Così Federica Marti responsabile del Servizio di prevenzione e protezione:
L’evento ha coinvolto una decina di persone. Si è trattato di otto ore di formazione, non rivolta solamente a medici e infermieri del Pronto soccorso, ma anche, ad esempio, al personale amministrativo del Cup
La giornata era divisa in due parti: la prima teorica, la seconda interattiva con l’uso di un apposito visore.
Prevenzione e “de-escalation”
Uno dei formatori era Giuseppe Braga, formatore dell’Asst addetto ai servizi di prevenzione:
Abbiamo cercato di far capire anzitutto che è necessario segnalare. Spesso si lascia perdere, ma anche quando non è fisica, un’aggressione porta sempre conseguenze nell’operatore, che va a lavorare demotivato, se non con paura
Uno dei cardini è la prevenzione. L’altra parola determinante è “de-escalation”.
Ancora Braga:
È importante che l’operatore colga i segnali che possono portare a una crisi. La prima persona da raffreddare siamo noi stessi. Mantenendo la calma possiamo conservare il controllo della situazione
Per i casi estremi, è raccomandata un’organizzazione adeguata degli ambienti, con una doppia via di fuga. E poi c’è il “pulsante rosso”, che consente di dare l’allarme e far arrivare le Forze dell’ordine. Recenti normative regionali richiedono, tra l’altro, la presenza di una guardia giurata nei Pronto soccorso almeno dodici ore al giorno.
La simulazione con gli avatar
La parte più innovativa è stata quella con la “realtà aumentata”. Il progetto è seguito da Federico Durbano, direttore del Dipartimento di salute mentale e dipendenze
Abbiamo sviluppato un software che permette di immaginare di trovarsi in alcune situazioni tipo, come al Cup, in reparto o al Pronto soccorso.
Mentre ci si interfaccia con gli avatar, che sottopongono situazioni reali, si viene chiamati a effettuare delle scelte.

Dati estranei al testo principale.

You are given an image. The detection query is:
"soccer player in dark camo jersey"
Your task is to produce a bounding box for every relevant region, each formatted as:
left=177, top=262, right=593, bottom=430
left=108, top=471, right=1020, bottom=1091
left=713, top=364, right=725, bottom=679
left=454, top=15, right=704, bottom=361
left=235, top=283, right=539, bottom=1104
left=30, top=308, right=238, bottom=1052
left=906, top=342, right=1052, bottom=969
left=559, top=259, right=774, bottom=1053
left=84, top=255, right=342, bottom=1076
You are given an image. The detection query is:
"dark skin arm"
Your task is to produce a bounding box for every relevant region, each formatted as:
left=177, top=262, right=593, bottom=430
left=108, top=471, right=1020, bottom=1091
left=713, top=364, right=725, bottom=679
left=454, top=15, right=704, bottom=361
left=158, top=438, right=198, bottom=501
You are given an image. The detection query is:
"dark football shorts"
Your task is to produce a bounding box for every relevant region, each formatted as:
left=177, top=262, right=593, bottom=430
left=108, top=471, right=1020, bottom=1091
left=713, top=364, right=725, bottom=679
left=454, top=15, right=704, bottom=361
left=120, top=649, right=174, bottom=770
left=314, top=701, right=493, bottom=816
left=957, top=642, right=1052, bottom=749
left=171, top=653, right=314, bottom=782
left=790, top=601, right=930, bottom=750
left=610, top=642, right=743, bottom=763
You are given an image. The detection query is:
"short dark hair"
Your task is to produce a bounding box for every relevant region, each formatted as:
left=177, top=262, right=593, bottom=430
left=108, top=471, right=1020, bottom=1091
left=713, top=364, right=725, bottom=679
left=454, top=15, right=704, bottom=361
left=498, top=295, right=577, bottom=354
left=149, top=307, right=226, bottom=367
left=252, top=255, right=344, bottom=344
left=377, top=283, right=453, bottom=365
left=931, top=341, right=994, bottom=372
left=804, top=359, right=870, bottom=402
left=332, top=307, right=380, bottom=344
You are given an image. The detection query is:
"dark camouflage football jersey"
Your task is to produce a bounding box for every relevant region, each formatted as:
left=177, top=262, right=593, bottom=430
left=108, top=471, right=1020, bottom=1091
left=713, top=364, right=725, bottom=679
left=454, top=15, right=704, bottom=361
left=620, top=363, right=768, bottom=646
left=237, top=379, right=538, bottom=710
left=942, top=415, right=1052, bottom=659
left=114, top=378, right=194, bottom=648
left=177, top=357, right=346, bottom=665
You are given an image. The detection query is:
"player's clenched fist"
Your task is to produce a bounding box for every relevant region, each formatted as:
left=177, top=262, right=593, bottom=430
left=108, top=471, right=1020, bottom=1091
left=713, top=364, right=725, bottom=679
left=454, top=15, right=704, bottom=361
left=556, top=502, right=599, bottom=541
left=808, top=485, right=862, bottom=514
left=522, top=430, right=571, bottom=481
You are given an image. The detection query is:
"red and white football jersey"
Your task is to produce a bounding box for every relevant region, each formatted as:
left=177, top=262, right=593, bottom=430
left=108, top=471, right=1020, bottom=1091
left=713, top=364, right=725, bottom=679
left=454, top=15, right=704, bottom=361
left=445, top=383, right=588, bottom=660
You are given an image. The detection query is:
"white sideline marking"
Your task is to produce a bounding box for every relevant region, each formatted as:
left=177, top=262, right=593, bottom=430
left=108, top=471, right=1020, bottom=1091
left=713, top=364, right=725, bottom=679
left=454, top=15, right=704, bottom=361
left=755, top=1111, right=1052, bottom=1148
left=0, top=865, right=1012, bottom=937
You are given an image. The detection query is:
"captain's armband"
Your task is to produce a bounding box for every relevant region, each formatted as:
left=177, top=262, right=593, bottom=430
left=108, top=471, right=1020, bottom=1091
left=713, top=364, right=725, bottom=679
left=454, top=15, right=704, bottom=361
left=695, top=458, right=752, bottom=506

Si acquisisce così un punteggio, una sorta di voto sulla qualità dell’interazione
Nella simulazione ci sono gli stessi rumori della realtà, che in alcuni casi creano confusione.
È il contesto in cui ci si trova ad agire
La convinzione è che non esista un modello operativo valido sempre e che gran parte dell’onere resti a carico dell’operatore, che deve imparare a decifrare la situazione.
Ancora Durbano:
La preparazione con simulatori aiuta il cervello a ragionare e a non scegliere in modo istintivo nella realtà.
È un modello che ancora non fa affidamento sull’intelligenza artificiale, ma può essere ulteriormente sviluppato”.